= XMPP Standards Foundation =

Organization overseeing the XMPP network protocol

Logo

XMPP Standards Foundation (XSF) is a non-profit organization that develops and maintains open standards for the XMPP, a decentralized real-time communication protocol standardized through the IETF. The foundation manages the XMPP Extension Protocol (XEP) process, which defines optional extensions to the protocol. It was founded in 2001 as the Jabber Software Foundation and renamed the XMPP Standards Foundation in 2007.

== History ==
The XSF was originally called the Jabber Software Foundation (JSF). The Jabber Software Foundation was originally established to provide an independent, non-profit, legal entity to support the development community around Jabber technologies (and later XMPP). Originally its main focus was on developing JOSL, the Jabber Open Source License (since deprecated), and an open standards process for documenting the protocols used in the Jabber/XMPP developer community. Its founders included Michael Bauer and Peter Saint-Andre.

Timeline

- 1999–2001: Jeremie Miller announces Jabber, an open instant messaging technology. Open-source servers, clients, and libraries are developed. In 2001, the JSF is formally established to coordinate projects and protocol development.
- 2002–2004: JSF contributes Jabber protocols to the IETF, forming the XMPP Working Group. Core XMPP protocols are standardized in RFC 3920 and RFC 3921.
- 2005–2007: JSF participates in Google Summer of Code, and large-scale XMPP services like Google Talk are deployed. The JSF is renamed XMPP Standards Foundation (XSF) in 2007.
- 2006–present: XSF organizes regular XMPP Summits, continues Google Summer of Code participation, and oversees the development of XMPP Extension Protocols (XEPs). Notable achievements include updates to XMPP core RFCs (RFC 6120, RFC 6121, RFC 7395, RFC 7590, RFC 7622) and expansion into areas like IoT.

== Process ==
Members of the XSF vote on acceptance of new members, a technical Council, and a Board of Directors. However, membership is not required to publish, view, or comment on the standards that it promulgates. The unit of work at the XSF is the XMPP Extension Protocol (XEP); XEP-0001 specifies the process for XEPs to be accepted by the community. Most of the work of the XSF takes place on the XMPP Extension Discussion List, the [xmpp:jdev@muc.xmpp.org?join jdev] and the [xmpp:xsf@muc.xmpp.org?join xsf chat room].

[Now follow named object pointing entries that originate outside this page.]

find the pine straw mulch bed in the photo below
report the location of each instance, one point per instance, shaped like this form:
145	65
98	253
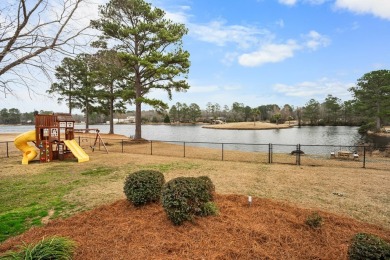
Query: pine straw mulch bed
265	230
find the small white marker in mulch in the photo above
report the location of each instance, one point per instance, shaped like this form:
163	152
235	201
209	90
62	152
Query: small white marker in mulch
249	201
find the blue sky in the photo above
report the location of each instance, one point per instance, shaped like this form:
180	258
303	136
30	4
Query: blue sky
261	52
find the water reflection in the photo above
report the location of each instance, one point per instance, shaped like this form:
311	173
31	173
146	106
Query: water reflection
318	135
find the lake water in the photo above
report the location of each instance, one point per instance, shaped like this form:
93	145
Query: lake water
307	135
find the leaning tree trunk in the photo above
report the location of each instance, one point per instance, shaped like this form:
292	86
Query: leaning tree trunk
111	99
137	120
378	118
138	103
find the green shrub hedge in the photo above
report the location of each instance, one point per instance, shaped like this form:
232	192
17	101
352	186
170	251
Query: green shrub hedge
186	197
142	187
368	246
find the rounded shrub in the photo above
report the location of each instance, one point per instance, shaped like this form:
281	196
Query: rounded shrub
368	246
142	187
185	197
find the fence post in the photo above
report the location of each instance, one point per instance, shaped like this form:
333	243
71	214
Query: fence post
222	151
364	156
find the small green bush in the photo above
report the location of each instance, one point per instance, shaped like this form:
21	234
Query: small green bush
144	186
314	220
368	246
185	197
60	248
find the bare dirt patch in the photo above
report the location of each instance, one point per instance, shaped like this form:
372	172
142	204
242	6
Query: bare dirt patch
265	230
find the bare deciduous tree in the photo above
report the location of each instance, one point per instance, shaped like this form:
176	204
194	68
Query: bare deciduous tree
30	33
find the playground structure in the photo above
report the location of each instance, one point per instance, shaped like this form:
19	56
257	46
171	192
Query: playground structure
54	137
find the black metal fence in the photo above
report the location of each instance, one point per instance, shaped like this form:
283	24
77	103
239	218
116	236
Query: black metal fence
299	154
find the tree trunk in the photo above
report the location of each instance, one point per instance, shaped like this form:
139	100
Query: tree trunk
378	119
111	110
87	115
138	103
111	116
137	120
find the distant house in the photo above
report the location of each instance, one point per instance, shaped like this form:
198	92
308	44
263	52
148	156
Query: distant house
127	120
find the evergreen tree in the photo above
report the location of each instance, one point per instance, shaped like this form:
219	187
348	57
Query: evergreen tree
151	47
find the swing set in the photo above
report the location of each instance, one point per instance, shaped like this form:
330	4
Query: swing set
98	138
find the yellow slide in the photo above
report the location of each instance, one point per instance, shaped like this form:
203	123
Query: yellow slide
77	150
29	152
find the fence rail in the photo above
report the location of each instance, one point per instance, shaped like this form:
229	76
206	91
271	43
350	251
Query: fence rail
299	154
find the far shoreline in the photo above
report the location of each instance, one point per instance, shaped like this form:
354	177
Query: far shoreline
249	126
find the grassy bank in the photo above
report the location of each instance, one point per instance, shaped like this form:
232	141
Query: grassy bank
31	194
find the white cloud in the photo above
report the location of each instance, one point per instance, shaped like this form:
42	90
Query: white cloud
230	58
294	2
219	33
316	89
177	17
379	8
288	2
269	53
272	53
314	40
280	23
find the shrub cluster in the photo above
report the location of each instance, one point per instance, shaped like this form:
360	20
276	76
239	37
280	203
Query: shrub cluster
186	197
61	248
144	186
368	246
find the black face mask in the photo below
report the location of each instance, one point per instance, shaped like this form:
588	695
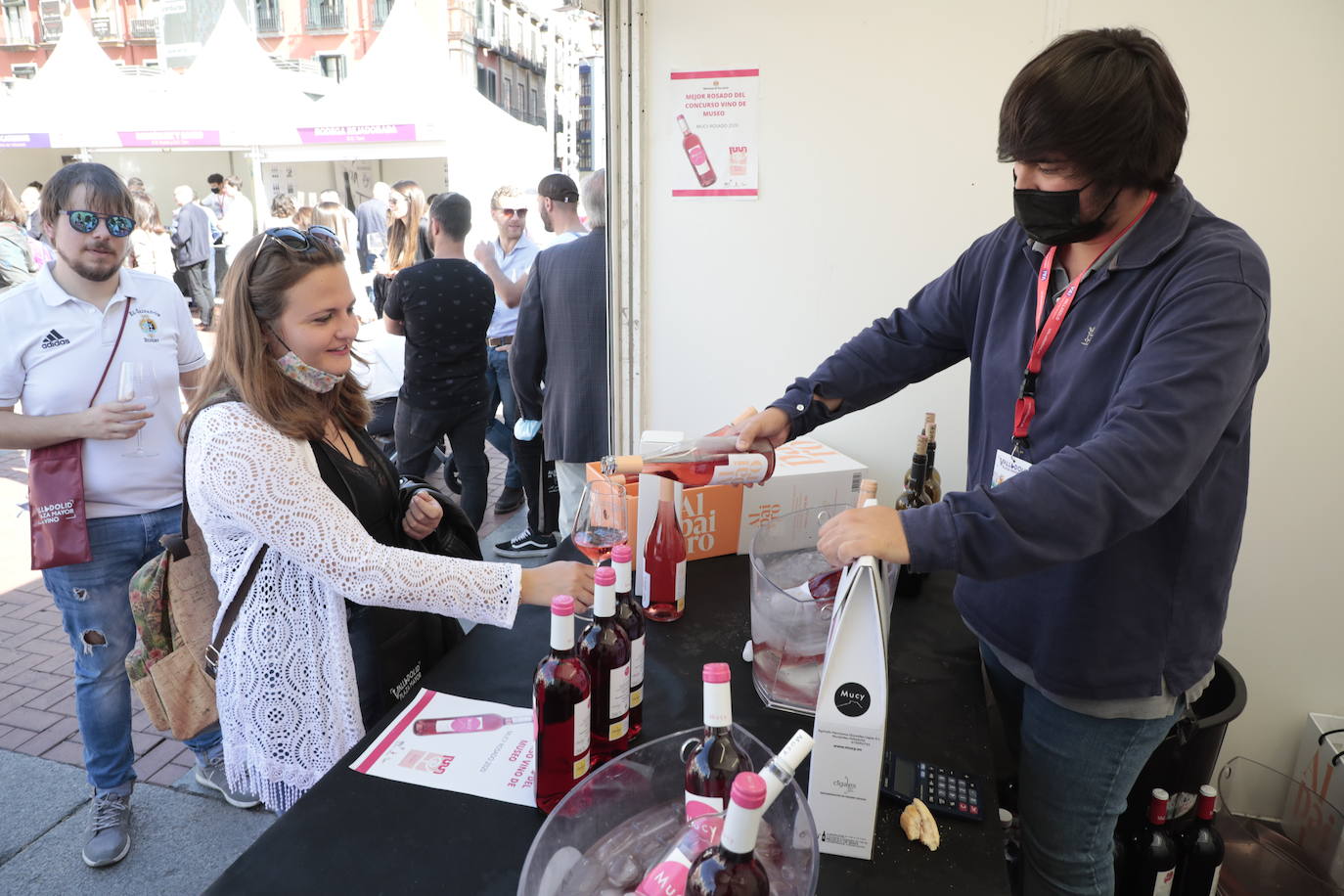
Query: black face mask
1053	218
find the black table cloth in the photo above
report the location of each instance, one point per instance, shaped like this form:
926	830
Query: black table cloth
358	833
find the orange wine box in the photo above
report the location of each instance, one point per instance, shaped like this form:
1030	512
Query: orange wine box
723	518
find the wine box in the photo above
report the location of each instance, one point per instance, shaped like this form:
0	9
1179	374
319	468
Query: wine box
723	518
851	720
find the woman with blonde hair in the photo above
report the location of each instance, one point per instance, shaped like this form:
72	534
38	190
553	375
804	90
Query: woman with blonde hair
281	474
17	265
151	246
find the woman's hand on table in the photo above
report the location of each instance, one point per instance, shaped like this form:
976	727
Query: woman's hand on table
423	516
542	583
873	531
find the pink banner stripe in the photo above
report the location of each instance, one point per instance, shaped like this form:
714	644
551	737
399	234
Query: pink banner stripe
723	72
395	731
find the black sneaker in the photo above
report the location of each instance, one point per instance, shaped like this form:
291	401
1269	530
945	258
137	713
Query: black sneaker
510	500
525	544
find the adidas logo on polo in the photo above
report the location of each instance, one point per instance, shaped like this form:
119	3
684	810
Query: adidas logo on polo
54	338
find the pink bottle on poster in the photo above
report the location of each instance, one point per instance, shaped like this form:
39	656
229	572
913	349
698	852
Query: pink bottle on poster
695	152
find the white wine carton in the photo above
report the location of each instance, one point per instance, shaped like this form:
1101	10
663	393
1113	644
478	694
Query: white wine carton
851	720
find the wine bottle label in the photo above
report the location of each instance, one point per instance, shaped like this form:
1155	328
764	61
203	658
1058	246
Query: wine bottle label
582	727
740	469
697	805
618	701
636	666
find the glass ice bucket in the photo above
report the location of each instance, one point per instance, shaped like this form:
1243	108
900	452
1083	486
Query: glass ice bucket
789	629
622	819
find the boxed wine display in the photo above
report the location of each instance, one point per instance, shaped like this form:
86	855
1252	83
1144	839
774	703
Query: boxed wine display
723	518
851	715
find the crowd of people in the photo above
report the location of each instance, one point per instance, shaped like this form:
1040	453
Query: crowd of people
291	490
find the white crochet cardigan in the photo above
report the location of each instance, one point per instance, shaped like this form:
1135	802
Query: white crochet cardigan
287	694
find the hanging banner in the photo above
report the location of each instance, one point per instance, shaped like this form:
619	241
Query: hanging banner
717	133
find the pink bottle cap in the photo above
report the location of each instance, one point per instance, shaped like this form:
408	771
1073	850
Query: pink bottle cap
749	790
717	673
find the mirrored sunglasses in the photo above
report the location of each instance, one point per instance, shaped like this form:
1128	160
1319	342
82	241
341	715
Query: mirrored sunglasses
86	222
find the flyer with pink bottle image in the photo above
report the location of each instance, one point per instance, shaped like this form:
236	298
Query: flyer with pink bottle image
453	743
715	130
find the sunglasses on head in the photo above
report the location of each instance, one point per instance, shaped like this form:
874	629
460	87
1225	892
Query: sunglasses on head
86	222
295	241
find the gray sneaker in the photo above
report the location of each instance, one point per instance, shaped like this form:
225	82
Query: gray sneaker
109	830
212	776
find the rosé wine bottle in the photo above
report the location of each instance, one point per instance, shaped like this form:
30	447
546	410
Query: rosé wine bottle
695	152
664	561
560	711
606	650
732	868
628	614
717	758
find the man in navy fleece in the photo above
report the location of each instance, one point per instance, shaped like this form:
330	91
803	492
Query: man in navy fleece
1116	331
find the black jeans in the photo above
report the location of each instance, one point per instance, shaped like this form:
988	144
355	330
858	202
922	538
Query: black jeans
198	287
539	485
419	432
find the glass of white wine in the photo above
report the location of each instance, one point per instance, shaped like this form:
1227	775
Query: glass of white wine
137	383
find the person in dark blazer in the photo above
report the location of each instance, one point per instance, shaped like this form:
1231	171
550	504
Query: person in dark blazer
193	248
560	341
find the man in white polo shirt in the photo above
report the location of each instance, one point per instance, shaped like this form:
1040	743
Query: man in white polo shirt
57	334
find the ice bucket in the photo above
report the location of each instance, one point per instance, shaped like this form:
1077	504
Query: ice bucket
610	829
789	630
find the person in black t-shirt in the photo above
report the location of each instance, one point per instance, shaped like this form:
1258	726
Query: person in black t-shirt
444	306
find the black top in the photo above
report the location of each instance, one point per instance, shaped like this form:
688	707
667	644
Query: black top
370	492
446	306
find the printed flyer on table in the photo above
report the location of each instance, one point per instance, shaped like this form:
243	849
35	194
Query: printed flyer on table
453	743
715	129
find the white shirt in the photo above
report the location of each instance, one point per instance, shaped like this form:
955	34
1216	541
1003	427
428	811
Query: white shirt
53	348
287	694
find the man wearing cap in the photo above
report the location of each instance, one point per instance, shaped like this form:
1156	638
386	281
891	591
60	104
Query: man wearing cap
506	261
560	341
558	204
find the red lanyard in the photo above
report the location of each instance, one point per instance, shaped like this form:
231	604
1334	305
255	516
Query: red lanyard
1026	409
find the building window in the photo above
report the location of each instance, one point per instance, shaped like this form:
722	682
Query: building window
326	15
268	17
487	82
333	66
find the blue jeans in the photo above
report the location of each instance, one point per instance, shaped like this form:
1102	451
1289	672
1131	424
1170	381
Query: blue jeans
94	607
1075	773
502	434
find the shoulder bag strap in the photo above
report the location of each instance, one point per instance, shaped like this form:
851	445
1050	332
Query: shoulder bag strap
236	605
125	313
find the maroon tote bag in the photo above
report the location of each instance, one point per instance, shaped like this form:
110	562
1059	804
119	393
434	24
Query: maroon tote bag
56	492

=== Board of directors ===
The Board of Directors of the XMPP Standards Foundation oversees the business affairs of the organization. As elected by the XSF membership. As of 2026, the Board of Directors consists of the following individuals:

- Guus der Kinderen
- Ralph Meijer
- Mickaël Rémond
- Florian Schmaus
- Arne-Bruen Vogelsang

=== Council ===
The XMPP Council is the technical steering group that approves XMPP Extension Protocols, as governed by the XSF Bylaws and XEP-0001. The Council is elected by the members of the XMPP Standards Foundation each year in September. As of 2026, the XMPP Council is composed of the following members:
- Dan Caseley
- Daniel Gultsch
- Marvin Wissfeld
- Stephen Paul Weber
- Jérôme Poisson

=== Members ===
There are currently 56 elected members of the XSF.

==== Emeritus Members ====
The following individuals are emeritus members of the XMPP Standards Foundation:

- Peter Millard (deceased)
- Dave Smith
- Jeremie Miller
- Julian Missig
- Ryan Eatmon
- Thomas Muldowney

== Standards and specifications ==

=== Core XMPP specifications ===
The core XMPP protocol is standardized through the Internet Engineering Task Force, primarily in RFC 6120, RFC 6121, and RFC 6122, with subsequent updates and clarifications published over time.

=== XMPP Extension Protocols ===
In addition to the core protocol, the XSF maintains the XMPP Extension Protocol (XEP) series, which defines optional extensions that add functionality while preserving interoperability between implementations.

The XEP process is open and community-driven, allowing anyone to propose an extension. XEPs progress through defined maturity levels such as Experimental, Draft, Final, or Deprecated under the oversight of the XMPP Council, as specified in XEP-0001.

Some XEPs have become the basis for their own widely implemented protocols, including Jingle, used for multimedia session signalling, and Bidirectional-streams Over Synchronous HTTP (BOSH).

== Activities ==

=== Summits and events ===
The XSF organizes regular XMPP Summits, typically held annually or biannually, where developers and community members meet to discuss protocol development and future directions. In winter the summit has traditionally been held alongside the FOSDEM event in Brussels, Belgium. The first XMPP Summit took place on 24–25 July 2006 in Portland, United States.

=== Publications and outreach ===
The foundation publishes regular XMPP Newsletters summarizing technical developments, community projects, and ecosystem news, and participates in outreach related to open standards and decentralized communication.